Web analytics was a good start toward getting this sort of info. Combining Web analytics with search engine-specific tracking pixels, and then overlaying both with aggregated third party data sources like Compete and Quantcast was the next evolution. And now we are on to attribution.

I see several types of attribution that are important for SEM:

  • Multi-channel attribution: When a user clicks on several marketing channels, how do you attribute the conversion amongst all of them?
  • Multi-click attribution: When a user clicks on several keywords on the same search engine, do you give credit to the first click, last click, both, or neither?
  • Post-cookie attribution: If a user converts after your tracking cookie expires (usually a 30 day cookie), how do you attribute this revenue to your marketing?
  • Offline attribution: What happens when someone clicks on your ad but then picks up the phone and calls your sales team and buys from you?
  • Lifetime value attribution: Are you attributing orders that come in months or years down the road to your SEM keyword?
  • True revenue attribution: What happens if you have a lot of returns or cancellations – are you subtracting this from your ROI calculations?

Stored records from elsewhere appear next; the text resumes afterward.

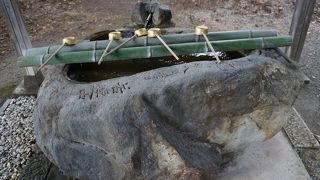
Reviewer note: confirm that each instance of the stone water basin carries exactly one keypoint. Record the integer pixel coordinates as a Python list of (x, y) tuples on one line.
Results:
[(162, 119)]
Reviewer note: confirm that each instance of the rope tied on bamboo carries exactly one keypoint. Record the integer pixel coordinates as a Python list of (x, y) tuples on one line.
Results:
[(67, 41), (137, 33), (112, 36), (203, 31), (156, 32)]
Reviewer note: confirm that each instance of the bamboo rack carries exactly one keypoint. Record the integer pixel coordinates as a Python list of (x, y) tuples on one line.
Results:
[(157, 51), (144, 41)]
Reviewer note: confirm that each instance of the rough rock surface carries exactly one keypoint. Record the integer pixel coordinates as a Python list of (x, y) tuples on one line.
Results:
[(178, 122)]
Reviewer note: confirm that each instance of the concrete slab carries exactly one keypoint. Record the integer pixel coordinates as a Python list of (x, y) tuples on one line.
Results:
[(299, 133), (274, 159)]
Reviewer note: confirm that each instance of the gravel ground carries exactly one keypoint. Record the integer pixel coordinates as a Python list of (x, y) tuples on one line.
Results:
[(16, 137)]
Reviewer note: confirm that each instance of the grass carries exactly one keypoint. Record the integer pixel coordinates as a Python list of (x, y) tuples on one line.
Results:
[(6, 92)]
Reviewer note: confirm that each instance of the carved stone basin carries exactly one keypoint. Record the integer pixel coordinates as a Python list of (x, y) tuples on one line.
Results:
[(167, 121)]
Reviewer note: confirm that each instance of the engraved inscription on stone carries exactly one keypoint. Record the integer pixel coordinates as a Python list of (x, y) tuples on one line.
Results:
[(97, 92), (161, 75)]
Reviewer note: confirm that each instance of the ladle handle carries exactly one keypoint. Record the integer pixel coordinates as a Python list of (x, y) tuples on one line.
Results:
[(211, 48), (105, 52), (168, 48)]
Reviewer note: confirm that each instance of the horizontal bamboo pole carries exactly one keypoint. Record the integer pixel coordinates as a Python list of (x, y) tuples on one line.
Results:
[(157, 51), (144, 41)]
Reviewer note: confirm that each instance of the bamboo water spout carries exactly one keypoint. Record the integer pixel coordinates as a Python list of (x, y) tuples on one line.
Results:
[(157, 51), (169, 39)]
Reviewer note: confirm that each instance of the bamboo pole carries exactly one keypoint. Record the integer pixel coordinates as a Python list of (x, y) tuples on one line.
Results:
[(158, 51), (169, 39)]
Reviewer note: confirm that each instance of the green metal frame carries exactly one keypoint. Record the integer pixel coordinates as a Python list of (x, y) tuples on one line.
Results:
[(156, 51)]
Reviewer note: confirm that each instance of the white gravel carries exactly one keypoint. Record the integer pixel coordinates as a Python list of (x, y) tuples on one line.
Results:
[(16, 137)]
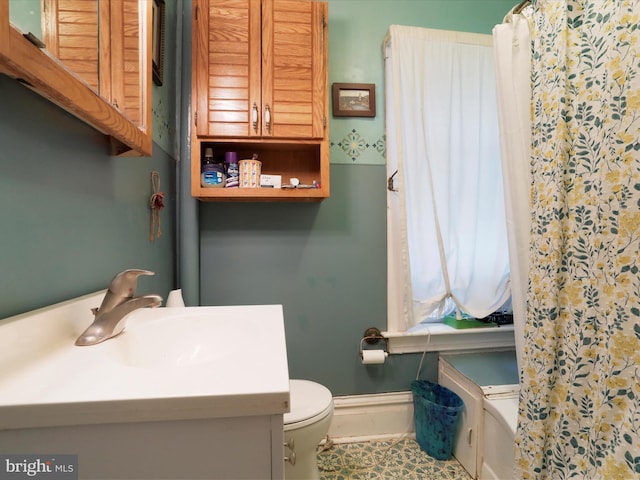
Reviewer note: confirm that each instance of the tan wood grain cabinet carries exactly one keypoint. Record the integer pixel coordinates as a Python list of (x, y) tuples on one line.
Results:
[(260, 86)]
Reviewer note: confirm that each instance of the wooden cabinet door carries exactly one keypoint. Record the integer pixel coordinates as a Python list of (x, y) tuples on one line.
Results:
[(260, 68), (226, 67), (294, 87)]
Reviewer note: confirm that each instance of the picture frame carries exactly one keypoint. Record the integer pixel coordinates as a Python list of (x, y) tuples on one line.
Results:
[(354, 99), (157, 41)]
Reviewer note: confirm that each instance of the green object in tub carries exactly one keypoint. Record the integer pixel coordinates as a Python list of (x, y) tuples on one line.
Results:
[(466, 322)]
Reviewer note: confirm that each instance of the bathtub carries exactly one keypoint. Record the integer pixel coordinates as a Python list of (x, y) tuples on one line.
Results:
[(500, 422)]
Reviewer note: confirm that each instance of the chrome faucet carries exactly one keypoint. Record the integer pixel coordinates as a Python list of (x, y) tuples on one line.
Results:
[(119, 301)]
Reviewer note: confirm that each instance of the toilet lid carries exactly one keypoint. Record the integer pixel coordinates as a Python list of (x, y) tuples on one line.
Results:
[(308, 399)]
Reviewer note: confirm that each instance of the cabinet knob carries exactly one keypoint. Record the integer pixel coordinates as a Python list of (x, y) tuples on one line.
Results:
[(267, 117), (291, 458), (254, 117)]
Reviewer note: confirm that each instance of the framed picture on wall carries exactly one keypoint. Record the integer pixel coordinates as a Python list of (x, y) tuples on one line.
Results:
[(354, 99), (157, 41)]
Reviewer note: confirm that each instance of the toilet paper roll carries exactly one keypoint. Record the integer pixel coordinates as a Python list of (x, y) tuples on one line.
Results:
[(175, 299), (373, 357)]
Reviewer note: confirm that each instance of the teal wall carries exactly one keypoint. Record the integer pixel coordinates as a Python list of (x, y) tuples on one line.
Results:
[(326, 263), (71, 215)]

Marketers that can get a handle on these issues have a huge advantage over marketers who continue to rely only on the Google Conversion tracker or Google Analytics (or any basic Web analytics package). In the last few months, I’ve seen some interesting tools that are attempting to solve this attribution issue. Included in the list of notable companies: Convertro, ClearSaleing, and the Google Analytics Super Cookie (the name alone merits mention)! I have also heard that Kenshoo is promoting their attribution model in their pitches, and that the other campaign management companies either already offer an attribution model or are quickly building systems to integrate into their existing platforms.

This is all great stuff and I am personally excited to dig into these tools and try to fully figure out attribution for my clients. I’ll update this post in a couple months with some (hopefully) good results!